The only real alternative to activation is to skip Office XP, but I don't think WordPerfect Office and StarOffice are a credible substitute for Microsoft Office. Choosing a second-class application suite over an Office upgrade seems to me a lot like cutting off my nose to spite my face.

Do Office XP's capabilities outweigh its high price? If you went to the trouble of upgrading to Office 2000 within the last two years, then no. In all likelihood, you've just gotten comfortable with 2000's applications, and no individual XP component has an overriding advantage over its predecessor. Collectively, I have a lot fewer complaints about XP than I did about 2000, but from this judge's bench, that still doesn't make a case for upgrading. Skip XP and use what you've got.

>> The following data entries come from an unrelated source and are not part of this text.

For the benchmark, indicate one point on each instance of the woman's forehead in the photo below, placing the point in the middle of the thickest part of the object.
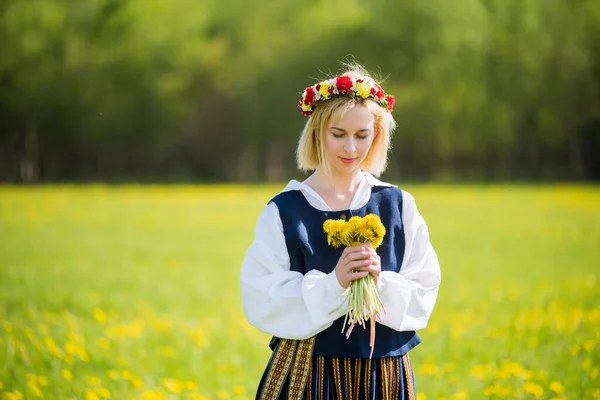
(358, 116)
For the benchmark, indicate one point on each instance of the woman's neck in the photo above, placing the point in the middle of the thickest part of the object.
(335, 182)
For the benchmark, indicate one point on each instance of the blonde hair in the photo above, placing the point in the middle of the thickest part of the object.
(310, 153)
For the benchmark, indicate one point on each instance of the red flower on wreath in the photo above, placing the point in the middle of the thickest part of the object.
(391, 102)
(377, 91)
(344, 84)
(310, 96)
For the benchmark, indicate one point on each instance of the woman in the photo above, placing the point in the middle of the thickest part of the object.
(295, 286)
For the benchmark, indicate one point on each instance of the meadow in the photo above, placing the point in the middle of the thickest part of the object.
(132, 292)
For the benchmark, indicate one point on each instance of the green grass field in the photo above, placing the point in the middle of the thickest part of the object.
(132, 292)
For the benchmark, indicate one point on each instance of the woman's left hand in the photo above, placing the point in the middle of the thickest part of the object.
(374, 267)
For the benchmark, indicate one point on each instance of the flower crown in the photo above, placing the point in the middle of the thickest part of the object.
(343, 86)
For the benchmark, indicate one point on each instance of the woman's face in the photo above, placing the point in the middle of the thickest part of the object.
(348, 139)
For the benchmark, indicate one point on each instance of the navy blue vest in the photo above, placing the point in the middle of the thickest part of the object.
(307, 247)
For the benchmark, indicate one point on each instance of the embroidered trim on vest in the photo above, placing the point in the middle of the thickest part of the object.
(320, 373)
(348, 378)
(335, 362)
(397, 377)
(368, 377)
(357, 378)
(409, 377)
(301, 369)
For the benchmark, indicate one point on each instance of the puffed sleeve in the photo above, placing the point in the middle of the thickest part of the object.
(281, 302)
(409, 296)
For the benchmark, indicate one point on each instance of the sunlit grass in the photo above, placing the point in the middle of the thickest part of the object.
(132, 292)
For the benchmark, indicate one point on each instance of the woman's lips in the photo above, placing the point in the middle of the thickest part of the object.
(347, 160)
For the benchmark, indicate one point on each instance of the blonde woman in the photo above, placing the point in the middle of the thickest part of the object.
(295, 286)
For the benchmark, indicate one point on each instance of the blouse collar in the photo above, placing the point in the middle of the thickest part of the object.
(364, 188)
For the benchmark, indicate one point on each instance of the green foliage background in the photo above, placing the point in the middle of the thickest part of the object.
(134, 291)
(186, 90)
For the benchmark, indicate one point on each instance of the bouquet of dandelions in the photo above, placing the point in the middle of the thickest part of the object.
(365, 303)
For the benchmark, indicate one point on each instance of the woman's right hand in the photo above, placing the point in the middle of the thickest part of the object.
(353, 264)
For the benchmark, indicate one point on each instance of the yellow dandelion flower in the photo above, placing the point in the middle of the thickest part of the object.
(67, 375)
(71, 348)
(7, 326)
(114, 375)
(196, 396)
(103, 392)
(557, 387)
(167, 351)
(137, 383)
(222, 394)
(89, 395)
(533, 388)
(172, 385)
(239, 389)
(127, 375)
(99, 315)
(462, 395)
(35, 388)
(93, 380)
(589, 345)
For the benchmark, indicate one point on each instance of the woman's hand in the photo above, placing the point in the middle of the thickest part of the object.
(357, 262)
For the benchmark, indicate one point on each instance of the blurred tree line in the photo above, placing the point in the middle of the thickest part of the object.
(207, 90)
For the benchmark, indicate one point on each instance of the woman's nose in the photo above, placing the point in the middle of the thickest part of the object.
(349, 146)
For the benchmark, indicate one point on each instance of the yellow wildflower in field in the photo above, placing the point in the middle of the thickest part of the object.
(103, 392)
(93, 380)
(429, 368)
(172, 385)
(114, 375)
(239, 389)
(127, 375)
(497, 390)
(482, 371)
(462, 395)
(100, 315)
(66, 374)
(199, 338)
(153, 395)
(89, 395)
(33, 386)
(7, 326)
(103, 343)
(17, 395)
(167, 351)
(589, 345)
(196, 396)
(557, 387)
(533, 388)
(52, 347)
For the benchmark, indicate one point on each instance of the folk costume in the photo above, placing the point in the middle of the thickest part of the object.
(290, 290)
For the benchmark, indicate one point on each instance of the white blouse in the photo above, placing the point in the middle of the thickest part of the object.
(290, 305)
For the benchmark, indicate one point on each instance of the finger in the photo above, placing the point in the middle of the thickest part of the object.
(357, 264)
(357, 275)
(357, 256)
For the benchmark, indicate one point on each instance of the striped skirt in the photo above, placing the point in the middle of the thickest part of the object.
(293, 372)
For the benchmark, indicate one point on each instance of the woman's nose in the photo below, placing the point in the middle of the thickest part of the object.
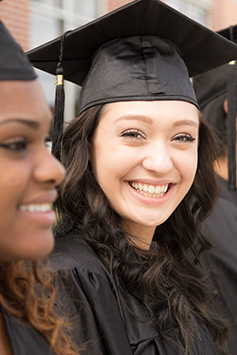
(158, 159)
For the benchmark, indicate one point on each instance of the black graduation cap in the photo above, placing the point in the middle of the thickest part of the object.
(212, 88)
(14, 65)
(144, 50)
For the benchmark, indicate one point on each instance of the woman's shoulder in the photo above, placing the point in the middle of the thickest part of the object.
(72, 251)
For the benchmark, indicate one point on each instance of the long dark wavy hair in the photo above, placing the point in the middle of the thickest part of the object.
(167, 279)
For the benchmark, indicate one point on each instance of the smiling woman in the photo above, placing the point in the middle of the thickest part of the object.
(139, 182)
(29, 175)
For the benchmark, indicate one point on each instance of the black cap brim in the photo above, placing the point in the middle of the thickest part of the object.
(200, 48)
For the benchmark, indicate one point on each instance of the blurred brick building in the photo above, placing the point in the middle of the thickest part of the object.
(33, 22)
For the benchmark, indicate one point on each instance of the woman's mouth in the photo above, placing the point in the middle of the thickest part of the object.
(152, 191)
(43, 207)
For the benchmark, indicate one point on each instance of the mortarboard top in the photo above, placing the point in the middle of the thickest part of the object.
(14, 65)
(212, 88)
(200, 48)
(132, 53)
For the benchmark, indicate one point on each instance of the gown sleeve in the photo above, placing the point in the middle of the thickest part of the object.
(24, 338)
(221, 262)
(87, 296)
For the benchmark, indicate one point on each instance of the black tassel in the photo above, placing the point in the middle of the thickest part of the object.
(58, 114)
(231, 125)
(59, 104)
(231, 118)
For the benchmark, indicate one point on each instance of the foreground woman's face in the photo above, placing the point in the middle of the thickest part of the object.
(144, 158)
(28, 172)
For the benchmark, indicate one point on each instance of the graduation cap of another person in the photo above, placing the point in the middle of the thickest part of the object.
(144, 50)
(212, 89)
(14, 65)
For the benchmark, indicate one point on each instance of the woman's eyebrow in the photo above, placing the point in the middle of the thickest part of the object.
(135, 118)
(185, 122)
(30, 123)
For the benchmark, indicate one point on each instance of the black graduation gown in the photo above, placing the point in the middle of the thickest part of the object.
(100, 320)
(25, 340)
(221, 261)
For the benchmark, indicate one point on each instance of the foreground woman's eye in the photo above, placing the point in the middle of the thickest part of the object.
(184, 138)
(14, 144)
(133, 133)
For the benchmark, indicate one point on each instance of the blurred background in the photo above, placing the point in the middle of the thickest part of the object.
(33, 22)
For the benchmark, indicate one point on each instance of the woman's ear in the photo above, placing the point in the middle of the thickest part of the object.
(225, 106)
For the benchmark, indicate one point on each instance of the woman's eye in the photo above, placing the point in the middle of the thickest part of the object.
(184, 138)
(14, 145)
(133, 133)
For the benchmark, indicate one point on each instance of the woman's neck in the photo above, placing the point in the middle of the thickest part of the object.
(221, 166)
(5, 344)
(141, 236)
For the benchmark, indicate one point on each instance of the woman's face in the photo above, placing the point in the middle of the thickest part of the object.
(28, 172)
(144, 158)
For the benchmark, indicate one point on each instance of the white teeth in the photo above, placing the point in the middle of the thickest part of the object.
(150, 190)
(44, 207)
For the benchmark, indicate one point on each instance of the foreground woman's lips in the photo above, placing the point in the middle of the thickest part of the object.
(43, 207)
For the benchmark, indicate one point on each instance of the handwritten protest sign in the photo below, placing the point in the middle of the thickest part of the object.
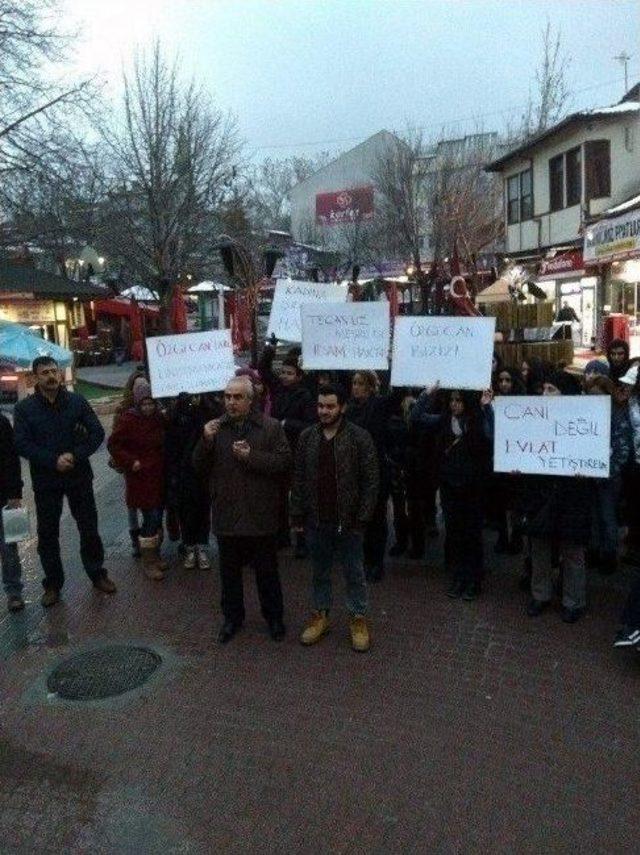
(289, 296)
(555, 435)
(192, 362)
(345, 336)
(454, 352)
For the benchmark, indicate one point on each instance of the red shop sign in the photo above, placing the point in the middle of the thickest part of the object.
(568, 262)
(344, 206)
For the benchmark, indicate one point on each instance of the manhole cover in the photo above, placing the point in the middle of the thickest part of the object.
(103, 673)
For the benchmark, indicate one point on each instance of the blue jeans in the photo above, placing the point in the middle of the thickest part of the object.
(11, 567)
(604, 516)
(328, 545)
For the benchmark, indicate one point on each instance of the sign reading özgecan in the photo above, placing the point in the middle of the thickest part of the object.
(616, 238)
(344, 206)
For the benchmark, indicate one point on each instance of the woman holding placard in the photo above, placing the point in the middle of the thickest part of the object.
(555, 513)
(137, 446)
(463, 459)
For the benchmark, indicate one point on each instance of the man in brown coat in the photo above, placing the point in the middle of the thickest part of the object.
(245, 455)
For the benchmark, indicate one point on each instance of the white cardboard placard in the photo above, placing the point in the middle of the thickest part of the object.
(190, 362)
(289, 296)
(553, 435)
(348, 336)
(455, 352)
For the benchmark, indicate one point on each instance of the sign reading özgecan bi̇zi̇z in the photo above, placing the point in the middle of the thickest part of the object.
(289, 296)
(191, 362)
(455, 352)
(347, 336)
(553, 435)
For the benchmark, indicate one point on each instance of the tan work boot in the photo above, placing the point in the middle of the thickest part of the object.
(150, 549)
(317, 626)
(50, 597)
(360, 638)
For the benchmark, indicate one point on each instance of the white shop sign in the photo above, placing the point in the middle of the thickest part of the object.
(455, 352)
(289, 296)
(190, 362)
(346, 336)
(554, 435)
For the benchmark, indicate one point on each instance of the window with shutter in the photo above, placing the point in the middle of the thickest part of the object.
(598, 168)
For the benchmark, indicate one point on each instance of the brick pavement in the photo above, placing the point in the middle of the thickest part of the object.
(468, 728)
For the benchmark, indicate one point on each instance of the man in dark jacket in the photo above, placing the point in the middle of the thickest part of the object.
(618, 359)
(245, 454)
(57, 432)
(11, 496)
(334, 495)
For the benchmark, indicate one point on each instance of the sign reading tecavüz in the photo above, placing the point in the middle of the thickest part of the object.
(289, 296)
(455, 352)
(554, 435)
(347, 336)
(190, 362)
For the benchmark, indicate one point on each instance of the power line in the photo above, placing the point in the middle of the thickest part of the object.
(432, 126)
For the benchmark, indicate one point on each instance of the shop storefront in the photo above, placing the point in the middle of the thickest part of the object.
(565, 280)
(612, 247)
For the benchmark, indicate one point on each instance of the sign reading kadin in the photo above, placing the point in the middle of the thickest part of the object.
(455, 352)
(555, 435)
(346, 336)
(190, 362)
(289, 296)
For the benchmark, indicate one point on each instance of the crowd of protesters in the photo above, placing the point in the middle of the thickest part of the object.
(324, 458)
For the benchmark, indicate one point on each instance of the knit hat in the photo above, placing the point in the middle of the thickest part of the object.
(141, 390)
(631, 377)
(567, 384)
(597, 366)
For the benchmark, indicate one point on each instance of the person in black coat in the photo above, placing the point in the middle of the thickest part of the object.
(57, 432)
(187, 492)
(463, 458)
(293, 405)
(556, 511)
(11, 497)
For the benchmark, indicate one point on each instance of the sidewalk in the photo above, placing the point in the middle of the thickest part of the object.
(109, 376)
(467, 728)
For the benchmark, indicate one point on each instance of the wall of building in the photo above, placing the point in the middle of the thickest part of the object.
(354, 168)
(564, 226)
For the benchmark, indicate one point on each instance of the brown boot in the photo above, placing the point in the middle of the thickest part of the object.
(150, 550)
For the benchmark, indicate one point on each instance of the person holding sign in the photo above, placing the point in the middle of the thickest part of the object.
(371, 412)
(245, 455)
(137, 446)
(333, 498)
(463, 457)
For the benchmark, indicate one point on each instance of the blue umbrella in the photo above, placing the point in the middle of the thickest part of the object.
(19, 346)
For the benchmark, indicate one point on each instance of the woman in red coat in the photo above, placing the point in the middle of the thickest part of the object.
(137, 447)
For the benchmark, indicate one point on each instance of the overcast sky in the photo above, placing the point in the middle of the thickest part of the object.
(308, 75)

Office 97 is a more legitimate target for upgrading. This is the group Microsoft is aiming at, say analysts (such as Giga Information Systems, which offers a PowerPoint presentation on Office XP migration), since it represents about half of all installed Office suites. Office 97 offers pathetically weak Web and collaboration features; if your business would benefit from better collaborative conditions--sharing documents with outside consultants or freelancers, for instance--or you want to publish Office documents on your Internet or intranet site, consider Office XP. In the end, I can't quite come up with a solid, no-fault reason why small businesses need Office XP. Consider upgrading, but take into account your own situation.